Der LASK entscheidet das intensive Bundesliga-Duell bei FK Austria Wien für sich und setzt sich mit 2:0 in der Favoritner Generali-Arena durch. In einer von VAR-Entscheidungen und Hektik geprägten Partie belohnten sich die Oberösterreicher nach dem Seitenwechsel für ihre Effizienz, während die Austria an fehlender Durchschlagskraft und doppeltem Regel-Pech scheiterte.
Schon nach 12 Minuten jubelte die Austria
Der LASK übernahm in den Anfangsminuten das Geschehen, den ersten Jubel gab es jedoch auf Seiten der Wiener: Nach einer Flanke von Tae-seok Lee traf Buhari in der 12. Minute per Hinterkopf zur vermeintlichen Austria-Führung. Der VAR schaltete sich jedoch ein und kassierte das Tor wegen einer Abseitsstellung in der Entstehung wieder ein (14.). Die Hausherren eroberten im Mittelfeld in der Folge zwar immer wieder den Ball, spielten ihre Konter in Überzahl aber viel zu überhastet und ungenau aus.
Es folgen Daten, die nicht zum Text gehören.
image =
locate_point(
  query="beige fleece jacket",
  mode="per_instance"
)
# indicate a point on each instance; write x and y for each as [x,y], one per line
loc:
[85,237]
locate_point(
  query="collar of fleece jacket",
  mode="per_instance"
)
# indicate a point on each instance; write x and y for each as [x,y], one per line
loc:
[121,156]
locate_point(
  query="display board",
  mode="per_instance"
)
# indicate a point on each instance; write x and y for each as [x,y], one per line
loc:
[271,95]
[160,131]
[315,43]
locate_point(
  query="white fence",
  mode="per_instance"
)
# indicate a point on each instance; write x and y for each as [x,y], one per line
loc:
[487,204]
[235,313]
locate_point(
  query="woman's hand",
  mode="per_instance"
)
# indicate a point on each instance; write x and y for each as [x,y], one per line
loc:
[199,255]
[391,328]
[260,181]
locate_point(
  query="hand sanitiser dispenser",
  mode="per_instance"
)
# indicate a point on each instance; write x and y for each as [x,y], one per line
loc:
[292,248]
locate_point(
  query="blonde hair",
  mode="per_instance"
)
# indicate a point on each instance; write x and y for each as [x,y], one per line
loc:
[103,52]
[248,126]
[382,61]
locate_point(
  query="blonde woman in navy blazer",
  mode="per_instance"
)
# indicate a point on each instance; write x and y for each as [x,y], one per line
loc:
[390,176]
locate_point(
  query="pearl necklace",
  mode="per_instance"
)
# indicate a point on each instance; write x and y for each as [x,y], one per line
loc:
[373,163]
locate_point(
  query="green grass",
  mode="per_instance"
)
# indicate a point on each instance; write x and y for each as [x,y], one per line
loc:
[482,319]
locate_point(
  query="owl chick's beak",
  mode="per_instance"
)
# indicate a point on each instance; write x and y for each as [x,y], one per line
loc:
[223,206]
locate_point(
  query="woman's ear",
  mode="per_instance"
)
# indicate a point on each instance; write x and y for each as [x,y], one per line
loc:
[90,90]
Kurz vor dem Pausenpfiff vergab LASK-Profi Bello die beste Chance der Gäste, als er den Ball frei vor dem Fünfmeterraum per Kopf nicht aufs Tor brachte (45+2').
Auch interessant
Saljic trifft die Latte, Andrade das Tor
Die Austria erwischte den schwungvolleren Start in Durchgang zwei: Saljic tunnelte Tornich sehenswert, nagelte das Leder aber nur an die Querlatte (47.). Besser machten es die Gäste wenige Minuten später nach einer Standardsituation. Kapitän Horvath servierte einen Eckball für Adeniran, dessen Verlängerung per Hinterkopf Andrés Andrade am Fünfer mühelos zur 1:0-Gästeführung einköpfte (54.).
2. Austria-Tor aberkannt
Austria-Coach Helm wechselte offensiv und die Wiener drängten auf den Ausgleich. In der 75. Minute jubelte das Stadion erneut, als der Ball im LASK-Netz landete – doch ein Handspiel von Boateng bei einem Klärungsversuch der Linzer verhinderte den Treffer ein zweites Mal.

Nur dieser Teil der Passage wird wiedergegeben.